(arstechnica.com)
The original story on how this came about is here:
And now to the article:
Unsurprisingly, the savvy, computer history-minded readers of Ars Technica took this proclaimed rarity as a challenge, and a new user signed up to comment on the article with an intriguing image upload: an apparent copy of SimRefinery on a single 3.5-inch disk, labeled only with the game's title in Times New Roman and a black-and-white Maxis logo. The anonymous user, who goes by the username "postbebop" and has so far not replied to our requests for comment, credited the disk to a "retired chemical engineering friend" who had work experience at Chevron in the early '90s.
After teasing a plan to recover the disk's contents and upload them to archive.org, postbebop went silent.
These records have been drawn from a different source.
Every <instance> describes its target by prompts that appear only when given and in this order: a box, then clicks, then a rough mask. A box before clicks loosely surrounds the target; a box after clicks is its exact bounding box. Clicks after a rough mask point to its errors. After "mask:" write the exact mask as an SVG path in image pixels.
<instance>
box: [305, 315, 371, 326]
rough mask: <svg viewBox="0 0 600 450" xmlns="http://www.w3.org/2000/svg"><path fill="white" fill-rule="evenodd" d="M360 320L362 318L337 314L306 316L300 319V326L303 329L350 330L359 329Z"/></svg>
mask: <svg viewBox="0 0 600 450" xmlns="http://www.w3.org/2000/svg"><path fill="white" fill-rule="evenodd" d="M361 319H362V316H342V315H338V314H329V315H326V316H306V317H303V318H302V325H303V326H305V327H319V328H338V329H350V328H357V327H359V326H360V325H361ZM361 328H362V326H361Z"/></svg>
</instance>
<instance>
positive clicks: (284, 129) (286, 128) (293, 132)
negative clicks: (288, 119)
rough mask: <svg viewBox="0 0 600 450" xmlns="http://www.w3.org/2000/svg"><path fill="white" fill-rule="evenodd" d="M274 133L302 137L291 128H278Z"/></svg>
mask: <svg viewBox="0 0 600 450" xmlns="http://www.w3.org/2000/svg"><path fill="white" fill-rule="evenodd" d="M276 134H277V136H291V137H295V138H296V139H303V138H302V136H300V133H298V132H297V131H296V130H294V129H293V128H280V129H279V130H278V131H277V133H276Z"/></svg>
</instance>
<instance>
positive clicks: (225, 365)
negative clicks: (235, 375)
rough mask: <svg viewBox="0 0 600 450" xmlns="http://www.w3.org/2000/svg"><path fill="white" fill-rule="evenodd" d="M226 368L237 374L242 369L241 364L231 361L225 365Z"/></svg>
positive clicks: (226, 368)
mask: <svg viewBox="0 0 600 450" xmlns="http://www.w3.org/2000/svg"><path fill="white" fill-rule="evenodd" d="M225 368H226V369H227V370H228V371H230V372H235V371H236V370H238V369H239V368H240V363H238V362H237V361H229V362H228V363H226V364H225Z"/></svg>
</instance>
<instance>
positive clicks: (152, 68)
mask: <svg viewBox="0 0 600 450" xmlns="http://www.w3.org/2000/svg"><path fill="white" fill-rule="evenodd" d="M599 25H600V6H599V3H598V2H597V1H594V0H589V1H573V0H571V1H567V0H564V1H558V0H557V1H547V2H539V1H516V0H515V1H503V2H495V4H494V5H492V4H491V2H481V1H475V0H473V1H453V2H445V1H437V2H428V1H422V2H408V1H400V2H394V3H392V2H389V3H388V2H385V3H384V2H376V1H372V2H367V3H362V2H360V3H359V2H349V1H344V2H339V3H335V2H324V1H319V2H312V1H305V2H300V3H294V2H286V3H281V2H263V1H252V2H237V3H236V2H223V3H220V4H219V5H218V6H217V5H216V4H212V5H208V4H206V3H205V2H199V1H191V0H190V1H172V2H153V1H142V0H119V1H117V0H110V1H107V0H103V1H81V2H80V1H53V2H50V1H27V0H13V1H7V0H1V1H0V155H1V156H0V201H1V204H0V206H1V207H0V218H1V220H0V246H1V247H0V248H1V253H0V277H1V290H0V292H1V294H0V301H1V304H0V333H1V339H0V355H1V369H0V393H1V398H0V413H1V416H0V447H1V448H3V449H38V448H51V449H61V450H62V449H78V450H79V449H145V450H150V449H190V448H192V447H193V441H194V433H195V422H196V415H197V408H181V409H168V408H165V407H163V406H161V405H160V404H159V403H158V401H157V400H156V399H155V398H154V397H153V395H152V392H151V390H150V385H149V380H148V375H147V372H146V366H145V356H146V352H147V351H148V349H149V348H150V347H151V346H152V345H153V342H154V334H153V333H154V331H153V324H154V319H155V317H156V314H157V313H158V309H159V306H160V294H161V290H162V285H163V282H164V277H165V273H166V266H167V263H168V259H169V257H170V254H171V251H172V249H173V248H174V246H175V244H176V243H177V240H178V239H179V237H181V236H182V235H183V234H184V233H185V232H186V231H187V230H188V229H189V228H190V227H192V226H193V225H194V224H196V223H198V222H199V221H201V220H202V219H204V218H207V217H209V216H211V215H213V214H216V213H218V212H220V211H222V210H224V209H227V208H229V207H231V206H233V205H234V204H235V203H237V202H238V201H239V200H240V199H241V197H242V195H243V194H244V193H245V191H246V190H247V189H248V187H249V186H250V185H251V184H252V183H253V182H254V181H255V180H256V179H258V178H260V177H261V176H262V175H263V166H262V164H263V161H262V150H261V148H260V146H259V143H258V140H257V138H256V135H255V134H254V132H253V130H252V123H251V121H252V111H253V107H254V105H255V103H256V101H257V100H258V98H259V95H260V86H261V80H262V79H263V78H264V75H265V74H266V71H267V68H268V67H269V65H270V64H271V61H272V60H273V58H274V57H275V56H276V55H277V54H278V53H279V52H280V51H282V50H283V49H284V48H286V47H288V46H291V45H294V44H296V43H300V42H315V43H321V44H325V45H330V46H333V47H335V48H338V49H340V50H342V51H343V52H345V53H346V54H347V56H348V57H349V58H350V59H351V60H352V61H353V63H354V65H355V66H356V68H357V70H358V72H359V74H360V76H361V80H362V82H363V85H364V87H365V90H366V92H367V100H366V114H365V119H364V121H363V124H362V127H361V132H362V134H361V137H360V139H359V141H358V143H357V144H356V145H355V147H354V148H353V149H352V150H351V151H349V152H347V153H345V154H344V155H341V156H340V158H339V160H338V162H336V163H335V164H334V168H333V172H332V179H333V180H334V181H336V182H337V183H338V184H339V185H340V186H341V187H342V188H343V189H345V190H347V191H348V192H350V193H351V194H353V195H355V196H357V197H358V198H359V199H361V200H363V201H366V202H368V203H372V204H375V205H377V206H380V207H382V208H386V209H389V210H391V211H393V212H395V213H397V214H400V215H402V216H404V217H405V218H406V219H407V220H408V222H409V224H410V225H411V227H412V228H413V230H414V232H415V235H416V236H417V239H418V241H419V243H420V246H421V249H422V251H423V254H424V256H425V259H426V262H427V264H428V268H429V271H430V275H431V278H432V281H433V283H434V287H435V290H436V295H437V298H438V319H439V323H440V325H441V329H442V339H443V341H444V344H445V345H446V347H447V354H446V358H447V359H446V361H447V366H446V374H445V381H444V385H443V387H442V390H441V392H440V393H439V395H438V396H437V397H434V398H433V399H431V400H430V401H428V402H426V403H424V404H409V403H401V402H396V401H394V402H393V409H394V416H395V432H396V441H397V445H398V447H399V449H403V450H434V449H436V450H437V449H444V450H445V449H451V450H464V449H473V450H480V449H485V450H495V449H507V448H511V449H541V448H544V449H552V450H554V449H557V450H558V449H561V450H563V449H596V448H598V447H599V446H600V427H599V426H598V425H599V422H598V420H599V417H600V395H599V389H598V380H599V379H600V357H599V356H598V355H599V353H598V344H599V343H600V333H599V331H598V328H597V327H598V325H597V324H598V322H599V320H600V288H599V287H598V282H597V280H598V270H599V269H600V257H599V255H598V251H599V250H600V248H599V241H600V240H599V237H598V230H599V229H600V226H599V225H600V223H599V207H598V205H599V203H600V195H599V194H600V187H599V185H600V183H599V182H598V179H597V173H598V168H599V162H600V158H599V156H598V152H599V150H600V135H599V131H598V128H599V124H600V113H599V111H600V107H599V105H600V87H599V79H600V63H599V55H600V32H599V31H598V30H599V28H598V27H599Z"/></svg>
Until today!
The anonymous Ars user returned to our comments section on Thursday to confirm that they'd uploaded the disk's contents, after an apparently annoying extraction process, to archive.org for everyone in the world to download and play. The above gallery is a peek at how the incomplete prototype version of the game functions as emulated using DOSBox. While that archive.org link will let interested users play the prototype in any Web browser, the full game download also includes an intro.bat file; booting that with an application like DOSBox will play a pre-recorded demo of how the game is meant to function. This demo has a few explanatory prompts, but it also has long, unexplained pauses, perhaps meant for a live demonstration by MBS staffers to interested Chevron managers.
Wow! This is quite awesome to see that a protoype version of th egame is playable.